It is a passing parade in stained glass of the great and the good, and some who were just plain rich, that has survived fire and war. Yesterday, they brought in the window cleaners.
York Minster, home to the largest single collection in England of medieval glazing, whose scale means that restoration is a job that never ends, began work on removing 72 window panels from 70ft above the South Quire Aisle, which have not been seen in close-up since the Second World War.
Then, they were removed to the safety of country homes across Yorkshire for the duration. Ironically, many of the houses that had been their sanctuary were themselves destroyed when the peace came, written off by their owners to pay off the post-war death duties.
The panels, painted in the early 1400s, depict the triumph of Christianity in the North, and the Minster’s role in it. They are being cleaned and repaired as part of a 20-year project to protect all the cathedral’s 128 medieval windows from the environment.
“Each window has a Pope in the centre light, two Kings and two Archbishops – a series of historical figures, some more easily identified than others,” said Sarah Brown, director of York Glaziers’ Trust.

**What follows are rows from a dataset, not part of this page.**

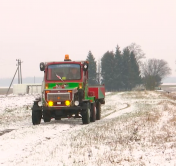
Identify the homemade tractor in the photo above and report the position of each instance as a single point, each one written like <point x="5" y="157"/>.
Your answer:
<point x="64" y="96"/>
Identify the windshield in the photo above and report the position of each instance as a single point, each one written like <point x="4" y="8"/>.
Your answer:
<point x="63" y="72"/>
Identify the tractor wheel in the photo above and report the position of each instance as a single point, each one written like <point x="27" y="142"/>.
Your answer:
<point x="93" y="112"/>
<point x="57" y="118"/>
<point x="86" y="115"/>
<point x="46" y="116"/>
<point x="36" y="117"/>
<point x="98" y="111"/>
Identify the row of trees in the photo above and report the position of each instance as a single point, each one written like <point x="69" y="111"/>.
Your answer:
<point x="124" y="70"/>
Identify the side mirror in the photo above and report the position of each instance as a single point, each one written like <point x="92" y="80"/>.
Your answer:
<point x="42" y="66"/>
<point x="85" y="66"/>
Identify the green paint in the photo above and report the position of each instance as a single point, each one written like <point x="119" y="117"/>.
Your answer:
<point x="70" y="85"/>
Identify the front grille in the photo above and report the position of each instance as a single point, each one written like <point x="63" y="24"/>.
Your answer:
<point x="58" y="96"/>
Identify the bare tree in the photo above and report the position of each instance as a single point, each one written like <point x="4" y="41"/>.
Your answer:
<point x="153" y="71"/>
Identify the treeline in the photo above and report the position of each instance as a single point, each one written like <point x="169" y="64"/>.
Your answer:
<point x="118" y="71"/>
<point x="121" y="71"/>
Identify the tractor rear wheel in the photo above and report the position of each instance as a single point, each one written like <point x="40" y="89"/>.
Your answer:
<point x="93" y="112"/>
<point x="98" y="111"/>
<point x="57" y="118"/>
<point x="36" y="117"/>
<point x="46" y="116"/>
<point x="86" y="114"/>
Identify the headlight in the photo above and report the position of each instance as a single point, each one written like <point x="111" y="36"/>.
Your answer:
<point x="76" y="103"/>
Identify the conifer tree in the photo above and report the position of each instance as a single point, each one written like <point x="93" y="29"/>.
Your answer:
<point x="92" y="76"/>
<point x="107" y="70"/>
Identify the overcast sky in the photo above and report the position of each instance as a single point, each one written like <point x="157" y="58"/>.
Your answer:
<point x="45" y="30"/>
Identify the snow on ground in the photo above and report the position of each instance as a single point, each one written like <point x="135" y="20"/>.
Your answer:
<point x="137" y="128"/>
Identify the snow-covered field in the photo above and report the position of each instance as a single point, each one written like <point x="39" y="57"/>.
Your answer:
<point x="137" y="128"/>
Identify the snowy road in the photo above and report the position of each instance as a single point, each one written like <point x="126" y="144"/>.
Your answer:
<point x="59" y="142"/>
<point x="21" y="142"/>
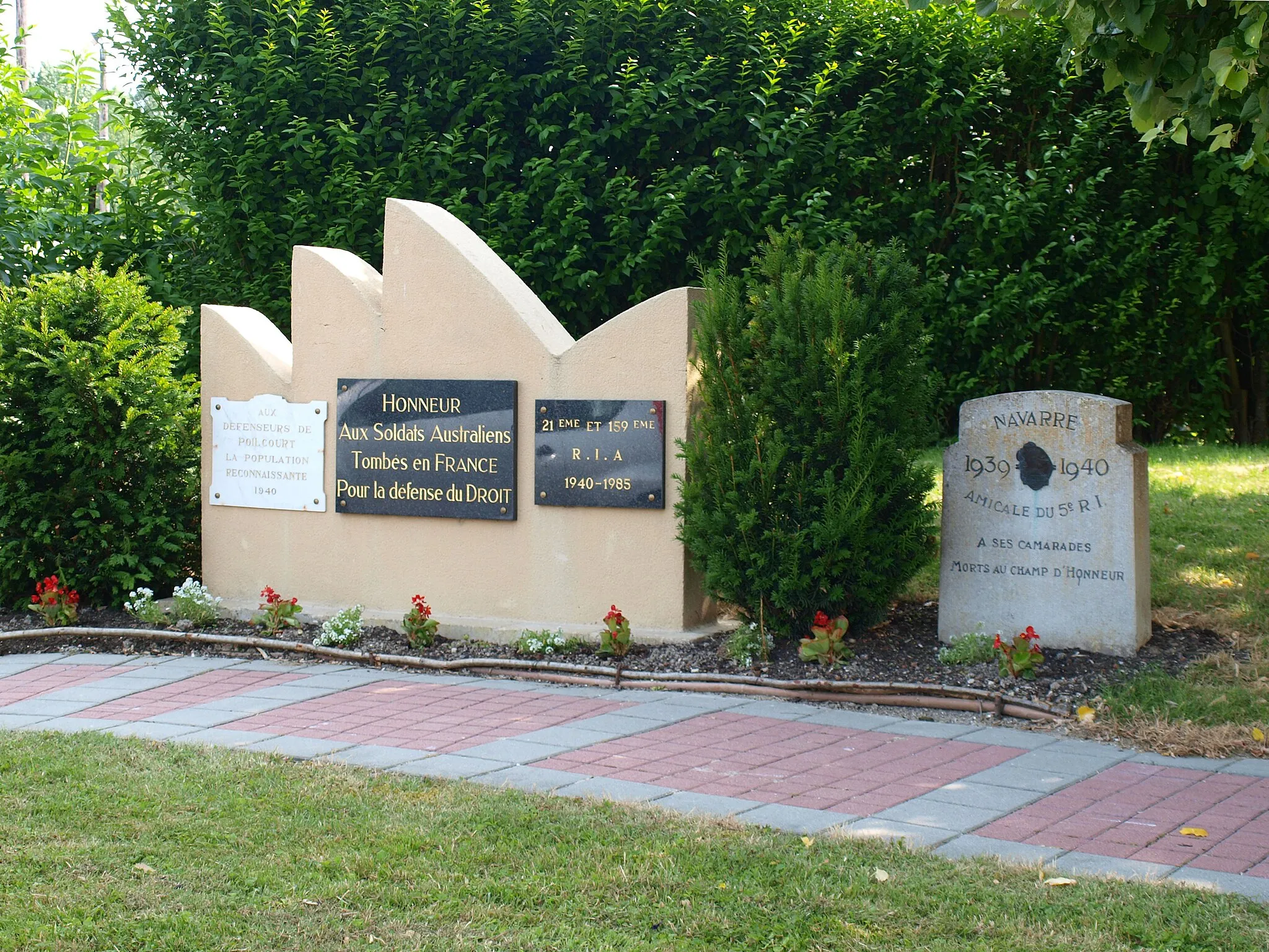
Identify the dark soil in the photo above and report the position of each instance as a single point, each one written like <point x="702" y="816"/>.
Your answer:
<point x="903" y="649"/>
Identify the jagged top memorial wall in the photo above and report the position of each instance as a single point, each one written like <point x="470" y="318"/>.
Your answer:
<point x="452" y="336"/>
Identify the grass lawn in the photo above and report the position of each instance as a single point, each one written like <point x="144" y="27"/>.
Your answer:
<point x="111" y="844"/>
<point x="1210" y="568"/>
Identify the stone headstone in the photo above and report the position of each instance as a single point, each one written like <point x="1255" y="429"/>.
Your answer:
<point x="438" y="369"/>
<point x="1046" y="522"/>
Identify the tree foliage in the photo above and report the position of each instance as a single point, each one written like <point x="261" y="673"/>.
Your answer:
<point x="98" y="439"/>
<point x="597" y="145"/>
<point x="802" y="493"/>
<point x="77" y="183"/>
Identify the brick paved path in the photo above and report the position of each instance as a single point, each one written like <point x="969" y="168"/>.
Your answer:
<point x="964" y="790"/>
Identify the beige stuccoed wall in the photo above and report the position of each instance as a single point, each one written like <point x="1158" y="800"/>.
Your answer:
<point x="448" y="307"/>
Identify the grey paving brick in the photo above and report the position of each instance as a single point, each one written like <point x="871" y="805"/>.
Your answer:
<point x="340" y="682"/>
<point x="854" y="720"/>
<point x="618" y="724"/>
<point x="244" y="705"/>
<point x="668" y="712"/>
<point x="911" y="834"/>
<point x="536" y="780"/>
<point x="1009" y="738"/>
<point x="939" y="814"/>
<point x="14" y="722"/>
<point x="1252" y="886"/>
<point x="89" y="693"/>
<point x="795" y="819"/>
<point x="102" y="659"/>
<point x="375" y="756"/>
<point x="701" y="700"/>
<point x="71" y="725"/>
<point x="610" y="788"/>
<point x="1192" y="763"/>
<point x="45" y="706"/>
<point x="984" y="795"/>
<point x="706" y="804"/>
<point x="1089" y="748"/>
<point x="150" y="731"/>
<point x="1006" y="851"/>
<point x="928" y="729"/>
<point x="1023" y="779"/>
<point x="783" y="710"/>
<point x="291" y="693"/>
<point x="299" y="748"/>
<point x="221" y="738"/>
<point x="450" y="767"/>
<point x="566" y="736"/>
<point x="196" y="717"/>
<point x="1249" y="768"/>
<point x="513" y="751"/>
<point x="1093" y="865"/>
<point x="1050" y="761"/>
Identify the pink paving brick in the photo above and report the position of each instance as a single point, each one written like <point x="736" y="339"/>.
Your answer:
<point x="211" y="686"/>
<point x="52" y="677"/>
<point x="786" y="762"/>
<point x="424" y="716"/>
<point x="1136" y="811"/>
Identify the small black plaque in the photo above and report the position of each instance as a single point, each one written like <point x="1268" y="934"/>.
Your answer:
<point x="599" y="452"/>
<point x="426" y="447"/>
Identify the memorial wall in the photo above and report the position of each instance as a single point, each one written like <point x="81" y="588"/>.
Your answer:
<point x="437" y="430"/>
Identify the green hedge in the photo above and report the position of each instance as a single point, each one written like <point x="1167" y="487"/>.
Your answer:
<point x="597" y="144"/>
<point x="98" y="439"/>
<point x="802" y="491"/>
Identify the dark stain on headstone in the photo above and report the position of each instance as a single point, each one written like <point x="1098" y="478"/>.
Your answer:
<point x="1035" y="468"/>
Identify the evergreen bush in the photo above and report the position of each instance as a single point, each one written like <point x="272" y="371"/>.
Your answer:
<point x="802" y="493"/>
<point x="99" y="440"/>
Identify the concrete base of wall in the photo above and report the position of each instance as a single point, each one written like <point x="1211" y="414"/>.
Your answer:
<point x="498" y="631"/>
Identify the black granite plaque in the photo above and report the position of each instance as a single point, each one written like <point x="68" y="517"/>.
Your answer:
<point x="426" y="447"/>
<point x="599" y="452"/>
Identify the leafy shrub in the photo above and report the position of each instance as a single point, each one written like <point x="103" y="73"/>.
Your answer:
<point x="141" y="606"/>
<point x="420" y="627"/>
<point x="546" y="642"/>
<point x="192" y="602"/>
<point x="827" y="644"/>
<point x="745" y="645"/>
<point x="595" y="146"/>
<point x="1019" y="657"/>
<point x="54" y="602"/>
<point x="343" y="630"/>
<point x="99" y="440"/>
<point x="616" y="636"/>
<point x="277" y="613"/>
<point x="802" y="487"/>
<point x="971" y="648"/>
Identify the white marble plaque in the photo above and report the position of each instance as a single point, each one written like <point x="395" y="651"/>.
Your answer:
<point x="1046" y="522"/>
<point x="268" y="453"/>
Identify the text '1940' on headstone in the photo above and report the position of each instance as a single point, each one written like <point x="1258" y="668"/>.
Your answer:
<point x="1046" y="522"/>
<point x="599" y="453"/>
<point x="426" y="447"/>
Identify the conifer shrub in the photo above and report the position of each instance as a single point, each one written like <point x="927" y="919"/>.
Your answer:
<point x="802" y="492"/>
<point x="99" y="439"/>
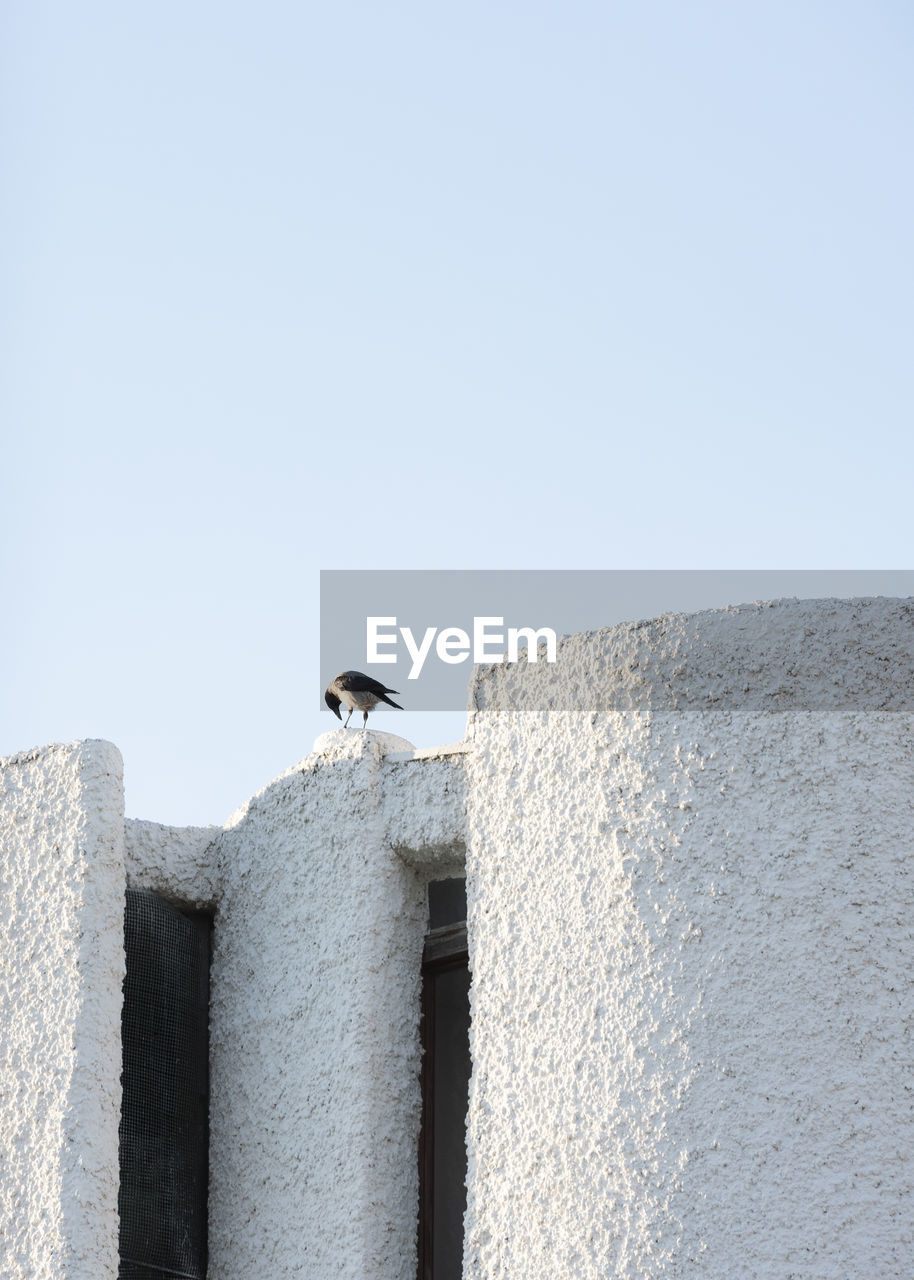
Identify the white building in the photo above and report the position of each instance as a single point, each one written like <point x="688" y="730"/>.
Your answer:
<point x="690" y="927"/>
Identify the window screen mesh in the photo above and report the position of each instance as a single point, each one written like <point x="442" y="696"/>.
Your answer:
<point x="164" y="1118"/>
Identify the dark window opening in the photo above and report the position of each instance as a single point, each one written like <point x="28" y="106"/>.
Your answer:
<point x="446" y="1084"/>
<point x="164" y="1114"/>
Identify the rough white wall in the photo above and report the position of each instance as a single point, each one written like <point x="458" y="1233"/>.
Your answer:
<point x="178" y="863"/>
<point x="315" y="1009"/>
<point x="690" y="883"/>
<point x="62" y="965"/>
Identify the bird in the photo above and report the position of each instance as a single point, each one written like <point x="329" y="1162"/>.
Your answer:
<point x="360" y="693"/>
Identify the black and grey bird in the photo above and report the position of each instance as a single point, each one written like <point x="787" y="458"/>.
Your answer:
<point x="360" y="693"/>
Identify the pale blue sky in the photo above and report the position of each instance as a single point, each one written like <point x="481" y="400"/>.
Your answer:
<point x="291" y="287"/>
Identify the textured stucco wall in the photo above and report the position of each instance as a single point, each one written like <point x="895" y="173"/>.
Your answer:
<point x="62" y="964"/>
<point x="689" y="863"/>
<point x="315" y="1009"/>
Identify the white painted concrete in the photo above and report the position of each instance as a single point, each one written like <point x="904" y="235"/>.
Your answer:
<point x="315" y="1011"/>
<point x="689" y="849"/>
<point x="691" y="937"/>
<point x="62" y="963"/>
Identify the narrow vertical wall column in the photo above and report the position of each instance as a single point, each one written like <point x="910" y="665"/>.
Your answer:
<point x="314" y="1028"/>
<point x="62" y="965"/>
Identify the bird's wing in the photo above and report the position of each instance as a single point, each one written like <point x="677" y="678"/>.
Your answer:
<point x="356" y="682"/>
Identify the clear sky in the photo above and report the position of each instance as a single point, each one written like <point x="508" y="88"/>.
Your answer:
<point x="289" y="287"/>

“It’s extraordinary – the quality of some of the heads is outstanding. They’re not quite life-sized, but they’re not far off. And you’re gazing face-to-face at figures that haven’t been seen since the 1930s. It’s a real thrill.”
Beneath each figure is a shield of arms representing lordly families of the day who paid towards the cost of the glazing.
“The Minster would always have wished to flatter the great and the good, particularly the King. But in some cases, we think that the shields do represent specific personal gifts,” Ms Brown said.
The most notable medieval benefactor is immortalised at the other side of the cathedral, where the St William Window, dedicated to York’s only saint, betrays a likeness of its donor, Beatrice, Dowager Countess of Ros, kneeling in the bottom right-hand corner.
The windows that will now spend the rest of the year being intensively cleaned, still bear the scars of the fire that destroyed part of the Minster in 1829, when Jonathan Martin entered the Minster on what he would claim was a mission from God to rid it of wickedness, and set light to anything that would burn.
“One of our concerns is to stabilise all the glass,” said Ms Brown, whose team will use modern adhesives to seal the micro-cracks that the panes retain from the fire.
“It’s just a real privilege to be handling real outstanding works of art like this. And of course the Minster is full of them,” she said.
Funding for the £11m project has come partly from the National Lottery Heritage Fund, which will match every £1 raised from the public. A sound-and-light projection at the Minster in the autumn will swell the coffers.